Spring                                                     Waning Bee Hiving Moon

I have a much more plastic week ahead, one with more time here at home, space to plant vegetables, care for the newly hived bees.   Weeks with a lot of activity like last week wear me out, I begin to feel frazzled, as much from too much people exposure as physical weariness.  Without weeks like that, though, I feel disconnected from day to day life, so I need them, but it’s nice to have a more leisurely pace the next week.

Translating Ovid gets left behind in those weeks since it requires a block of time for concentrated effort.  The same thing is true with Missing.  I have allowed my life, again, to become ragged in its rhythms, often a sign of vitality in my docent, Sierra Club, Woolly world, but a sure barrier to the creative work of writing and the detailed focused work of translation.

Mark and I were coming back from getting the bees and he asked me if I had any regrets.  Up until a couple/three years ago I would have said, “Yes, I didn’t get a Ph.D.”  Now though I have let that go, a part of my past, not regretted, not celebrated.  Just a part of my past.

What good are regrets?  They chain you now to things you didn’t do or wish you had done differently in the past.  There’s no going back there to change them, no way to erase or re-do.  Instead, I have the life I have, one I’ve chosen, sometimes with sound, well thought out choices, sometimes with impulsive, creative choices and sometimes with stupid, petty choices.  It is though, my life, and it is the synergy among all those choices that makes me who I am.  So, no, since I do not regret who I am, I cannot regret.

Have I lived a perfect life?  Far from it.  Two divorces, a struggle with alcoholism, estranged from my father, not the hallmarks of a perfect life by any means, yet at this point it’s the life I have, complete with mistakes, bloopers and bone-headed errors.   Gotta say I’m fine with it.  A life I’m proud of at this point and that I hope to extend as long as the flesh is willing.

Bee Diary: April 23rd, 2011 Hiving

Spring                                                 Waning Bee Hiving Moon

The bees are in the house.  Mark and I drove out to Nature’s Nectar near Stillwater and picked up three three pound packages of Minnesota Hygienic bees.  On the way back the beespackagebees hummed in the back, a pleasant noise.

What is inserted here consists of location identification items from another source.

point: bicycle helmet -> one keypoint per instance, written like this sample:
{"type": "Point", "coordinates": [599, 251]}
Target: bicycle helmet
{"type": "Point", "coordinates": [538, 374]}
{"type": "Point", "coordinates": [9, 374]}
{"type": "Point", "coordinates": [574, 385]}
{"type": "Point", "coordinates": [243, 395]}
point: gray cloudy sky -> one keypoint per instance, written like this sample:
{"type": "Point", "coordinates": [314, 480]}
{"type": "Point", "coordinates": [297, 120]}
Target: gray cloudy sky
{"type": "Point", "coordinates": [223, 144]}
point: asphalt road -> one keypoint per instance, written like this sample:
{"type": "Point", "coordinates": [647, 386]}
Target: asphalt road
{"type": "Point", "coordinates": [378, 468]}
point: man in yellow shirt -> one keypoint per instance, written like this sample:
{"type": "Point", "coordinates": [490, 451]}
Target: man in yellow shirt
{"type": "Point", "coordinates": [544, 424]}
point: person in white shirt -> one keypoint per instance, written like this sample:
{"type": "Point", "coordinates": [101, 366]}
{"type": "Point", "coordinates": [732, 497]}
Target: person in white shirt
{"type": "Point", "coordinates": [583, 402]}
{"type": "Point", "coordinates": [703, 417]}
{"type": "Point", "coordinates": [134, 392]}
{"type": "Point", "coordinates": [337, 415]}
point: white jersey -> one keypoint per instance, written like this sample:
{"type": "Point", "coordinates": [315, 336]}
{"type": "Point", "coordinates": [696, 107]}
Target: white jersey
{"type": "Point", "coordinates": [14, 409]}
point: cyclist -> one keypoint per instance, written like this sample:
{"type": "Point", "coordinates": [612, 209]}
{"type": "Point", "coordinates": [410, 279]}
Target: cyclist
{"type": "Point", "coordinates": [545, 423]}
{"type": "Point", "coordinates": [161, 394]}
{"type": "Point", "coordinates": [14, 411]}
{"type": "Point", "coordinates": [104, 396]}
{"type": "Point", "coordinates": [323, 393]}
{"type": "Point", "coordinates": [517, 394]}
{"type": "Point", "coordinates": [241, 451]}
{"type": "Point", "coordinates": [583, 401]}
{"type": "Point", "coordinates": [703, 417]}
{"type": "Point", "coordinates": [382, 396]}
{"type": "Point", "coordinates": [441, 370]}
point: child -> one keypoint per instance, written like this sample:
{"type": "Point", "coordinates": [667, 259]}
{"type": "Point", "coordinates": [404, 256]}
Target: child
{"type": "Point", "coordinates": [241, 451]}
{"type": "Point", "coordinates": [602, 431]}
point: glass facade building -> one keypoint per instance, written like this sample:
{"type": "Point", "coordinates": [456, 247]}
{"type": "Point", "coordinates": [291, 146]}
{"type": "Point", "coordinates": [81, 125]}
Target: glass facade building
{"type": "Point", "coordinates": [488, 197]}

Tom and Roxann came up to watch the hiving, as did Pam from across the street.  It has a certain ritual feel, a rite of spring.

The wooden packages with wire sides have a feeder can of syrup suspended from the top, along with a queen cage and newly mated queen.  After setting up the hive boxes with 9 or ten frames each, the hiving process moves stepwise through spraying the bees with sugar water to make them less able to fly, then pulling the syrup can out, followed by the queen cage which goes in your pocket to keep her warm.  Four frames come out of the hive box, in the center, and the bee package rapped sharply against the remaining frames to jar the bees loose.  Once they have fallen, a buzzing moving mass to the bottom, the beekeeper spreads them out along the bottom and releases the queen.

I chose the indirect method of queen release this year, putting a small marshmallow in the end of the queen cage so the queen and the workers can chew their way through it in 3 or 4 hours.  The cage gets wedged between two frames, the hive cover and the telescoping cover go back on and the bee year has begun.